FORWARD-LOOKING STATEMENTS

This press release contains forward-looking statements that reflect management’s current views with respect to future events and potential financial performance. Although PA Resources believes that the expectations reflected in such statements are reasonable, no assurance can be given that such expectations will prove to have been correct. Accordingly, results can differ materially from those set out in the forward-looking statements as a result of various factors. You are advised to read this announcement, and the prospectus and the information incorporated by reference therein once available, in their entirety for a further discussion of the factors that could affect the PA Resources’ future performance and the industries in which the Company operates.
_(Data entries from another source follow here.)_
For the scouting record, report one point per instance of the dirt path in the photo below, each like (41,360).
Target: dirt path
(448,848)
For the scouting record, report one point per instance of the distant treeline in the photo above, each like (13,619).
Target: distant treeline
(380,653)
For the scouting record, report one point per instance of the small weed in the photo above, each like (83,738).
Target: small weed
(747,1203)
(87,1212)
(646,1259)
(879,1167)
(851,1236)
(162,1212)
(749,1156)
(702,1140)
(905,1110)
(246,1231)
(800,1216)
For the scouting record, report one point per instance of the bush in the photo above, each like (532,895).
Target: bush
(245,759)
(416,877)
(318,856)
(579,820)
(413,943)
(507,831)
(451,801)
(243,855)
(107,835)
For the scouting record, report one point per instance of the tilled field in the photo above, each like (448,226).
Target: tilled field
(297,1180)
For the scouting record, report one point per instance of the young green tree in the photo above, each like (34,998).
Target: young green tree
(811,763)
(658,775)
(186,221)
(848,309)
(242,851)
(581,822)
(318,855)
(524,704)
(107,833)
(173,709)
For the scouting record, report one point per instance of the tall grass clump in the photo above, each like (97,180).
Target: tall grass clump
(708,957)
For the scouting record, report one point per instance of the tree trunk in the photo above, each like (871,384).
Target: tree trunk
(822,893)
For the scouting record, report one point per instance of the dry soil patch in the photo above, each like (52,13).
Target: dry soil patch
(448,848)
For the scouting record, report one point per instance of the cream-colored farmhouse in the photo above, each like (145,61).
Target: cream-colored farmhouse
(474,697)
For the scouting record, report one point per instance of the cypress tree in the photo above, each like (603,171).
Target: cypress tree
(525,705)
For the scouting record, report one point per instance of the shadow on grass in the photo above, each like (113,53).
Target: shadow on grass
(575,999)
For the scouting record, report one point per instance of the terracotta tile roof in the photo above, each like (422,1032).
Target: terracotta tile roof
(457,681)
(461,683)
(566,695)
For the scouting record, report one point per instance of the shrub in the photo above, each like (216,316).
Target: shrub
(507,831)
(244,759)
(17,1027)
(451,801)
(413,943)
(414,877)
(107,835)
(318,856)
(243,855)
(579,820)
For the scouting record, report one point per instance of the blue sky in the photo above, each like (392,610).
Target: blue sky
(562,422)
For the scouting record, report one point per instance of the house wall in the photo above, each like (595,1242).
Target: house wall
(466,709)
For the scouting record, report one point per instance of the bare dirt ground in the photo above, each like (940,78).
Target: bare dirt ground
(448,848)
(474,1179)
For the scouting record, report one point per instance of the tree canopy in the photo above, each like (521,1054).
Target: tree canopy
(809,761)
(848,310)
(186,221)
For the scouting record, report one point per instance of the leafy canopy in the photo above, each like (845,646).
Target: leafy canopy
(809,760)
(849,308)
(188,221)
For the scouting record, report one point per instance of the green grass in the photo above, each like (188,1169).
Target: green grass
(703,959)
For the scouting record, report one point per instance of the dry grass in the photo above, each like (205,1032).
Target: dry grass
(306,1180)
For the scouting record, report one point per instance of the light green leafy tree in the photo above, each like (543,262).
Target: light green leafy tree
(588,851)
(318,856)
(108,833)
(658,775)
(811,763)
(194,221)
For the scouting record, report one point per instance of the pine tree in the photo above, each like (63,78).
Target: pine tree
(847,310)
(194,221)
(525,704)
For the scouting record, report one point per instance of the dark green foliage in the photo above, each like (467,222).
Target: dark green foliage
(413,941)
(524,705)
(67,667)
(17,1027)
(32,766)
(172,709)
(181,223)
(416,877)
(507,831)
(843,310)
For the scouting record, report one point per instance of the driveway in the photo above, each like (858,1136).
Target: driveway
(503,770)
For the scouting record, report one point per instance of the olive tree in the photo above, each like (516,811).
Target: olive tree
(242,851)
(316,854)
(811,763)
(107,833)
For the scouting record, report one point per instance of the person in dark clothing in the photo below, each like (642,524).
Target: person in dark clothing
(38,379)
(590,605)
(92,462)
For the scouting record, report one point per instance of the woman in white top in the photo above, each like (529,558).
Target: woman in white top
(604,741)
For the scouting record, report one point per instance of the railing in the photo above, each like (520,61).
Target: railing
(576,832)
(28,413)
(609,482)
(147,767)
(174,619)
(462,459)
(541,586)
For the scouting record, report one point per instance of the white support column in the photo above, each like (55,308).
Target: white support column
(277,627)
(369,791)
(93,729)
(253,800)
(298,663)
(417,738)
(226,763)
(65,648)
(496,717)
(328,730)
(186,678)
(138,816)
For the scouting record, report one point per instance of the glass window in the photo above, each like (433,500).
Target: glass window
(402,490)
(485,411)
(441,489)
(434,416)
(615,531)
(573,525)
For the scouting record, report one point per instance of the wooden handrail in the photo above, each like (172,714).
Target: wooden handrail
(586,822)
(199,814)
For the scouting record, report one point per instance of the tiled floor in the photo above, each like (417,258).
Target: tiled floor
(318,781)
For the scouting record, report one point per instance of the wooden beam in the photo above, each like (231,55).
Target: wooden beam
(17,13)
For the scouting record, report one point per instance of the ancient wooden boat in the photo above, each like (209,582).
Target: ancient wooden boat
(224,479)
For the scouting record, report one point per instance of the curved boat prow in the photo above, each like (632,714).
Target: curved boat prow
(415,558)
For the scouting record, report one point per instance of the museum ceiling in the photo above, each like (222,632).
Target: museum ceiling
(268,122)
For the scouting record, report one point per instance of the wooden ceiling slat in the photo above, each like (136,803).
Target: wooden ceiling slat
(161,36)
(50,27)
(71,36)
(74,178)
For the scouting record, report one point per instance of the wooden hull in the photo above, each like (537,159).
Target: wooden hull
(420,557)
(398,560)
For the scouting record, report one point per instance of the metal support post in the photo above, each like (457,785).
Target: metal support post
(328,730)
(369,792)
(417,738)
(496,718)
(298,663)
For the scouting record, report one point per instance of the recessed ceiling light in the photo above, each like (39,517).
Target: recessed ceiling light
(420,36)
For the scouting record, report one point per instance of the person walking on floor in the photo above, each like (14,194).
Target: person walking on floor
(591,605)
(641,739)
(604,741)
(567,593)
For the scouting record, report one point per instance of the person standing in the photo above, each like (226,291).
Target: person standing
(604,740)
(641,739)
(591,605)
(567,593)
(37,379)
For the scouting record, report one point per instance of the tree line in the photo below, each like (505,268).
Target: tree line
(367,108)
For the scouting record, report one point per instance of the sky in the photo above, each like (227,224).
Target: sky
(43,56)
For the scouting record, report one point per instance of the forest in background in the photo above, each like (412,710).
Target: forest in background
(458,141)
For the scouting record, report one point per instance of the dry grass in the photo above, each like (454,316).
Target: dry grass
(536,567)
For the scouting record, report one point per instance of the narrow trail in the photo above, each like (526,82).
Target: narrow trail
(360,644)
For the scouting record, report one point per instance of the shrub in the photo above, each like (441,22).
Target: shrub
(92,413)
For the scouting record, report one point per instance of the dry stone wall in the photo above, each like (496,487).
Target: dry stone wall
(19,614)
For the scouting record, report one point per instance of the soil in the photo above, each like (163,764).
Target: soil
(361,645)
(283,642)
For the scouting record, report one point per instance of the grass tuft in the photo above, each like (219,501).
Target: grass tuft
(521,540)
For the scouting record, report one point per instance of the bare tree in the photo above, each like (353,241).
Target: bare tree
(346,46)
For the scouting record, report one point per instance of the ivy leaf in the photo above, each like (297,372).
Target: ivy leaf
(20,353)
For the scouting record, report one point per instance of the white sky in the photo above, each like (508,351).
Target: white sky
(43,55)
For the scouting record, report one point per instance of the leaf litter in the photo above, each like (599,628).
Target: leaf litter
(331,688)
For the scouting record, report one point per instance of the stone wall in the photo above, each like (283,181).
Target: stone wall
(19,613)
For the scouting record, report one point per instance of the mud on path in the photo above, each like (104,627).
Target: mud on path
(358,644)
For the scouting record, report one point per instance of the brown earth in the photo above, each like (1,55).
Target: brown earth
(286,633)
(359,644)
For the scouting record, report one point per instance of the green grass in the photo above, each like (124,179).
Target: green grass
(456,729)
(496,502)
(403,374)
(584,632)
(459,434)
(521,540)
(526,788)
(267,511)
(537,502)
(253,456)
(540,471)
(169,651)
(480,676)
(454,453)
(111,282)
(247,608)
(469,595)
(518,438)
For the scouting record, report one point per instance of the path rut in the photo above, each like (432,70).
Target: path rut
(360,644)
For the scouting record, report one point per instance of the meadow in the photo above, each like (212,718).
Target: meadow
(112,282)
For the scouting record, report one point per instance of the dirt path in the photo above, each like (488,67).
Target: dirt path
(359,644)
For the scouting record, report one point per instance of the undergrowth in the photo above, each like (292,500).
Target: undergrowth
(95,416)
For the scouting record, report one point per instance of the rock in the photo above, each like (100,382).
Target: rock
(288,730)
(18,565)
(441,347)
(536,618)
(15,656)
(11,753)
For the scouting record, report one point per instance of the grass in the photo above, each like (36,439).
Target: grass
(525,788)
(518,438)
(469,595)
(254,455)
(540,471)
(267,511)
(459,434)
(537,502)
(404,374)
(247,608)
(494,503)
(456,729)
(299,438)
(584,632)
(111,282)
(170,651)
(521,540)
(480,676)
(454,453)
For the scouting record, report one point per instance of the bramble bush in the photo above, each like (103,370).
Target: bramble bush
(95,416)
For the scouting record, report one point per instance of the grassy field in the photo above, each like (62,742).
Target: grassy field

In light of these risks, uncertainties and assumptions, it is possible that the events described in the forward-looking statements in this announcement may not occur.


[1] Based on a pro forma balance sheet as per 30 September 2012. For more information see “Un-audited pro forma report – effects of the Offer and the Rights Issue

[2] Based on a pro forma balance sheet as per 30 September 2012. For more information see “Un-audited pro forma report – effects of the Offer and the Rights Issue

[3] The valuation is based upon independent reserve reports conducted by third parties, an oil price of 110 USD/barrel, an USD/SEK exchange rate of 6.53 and a discount factor of 10%.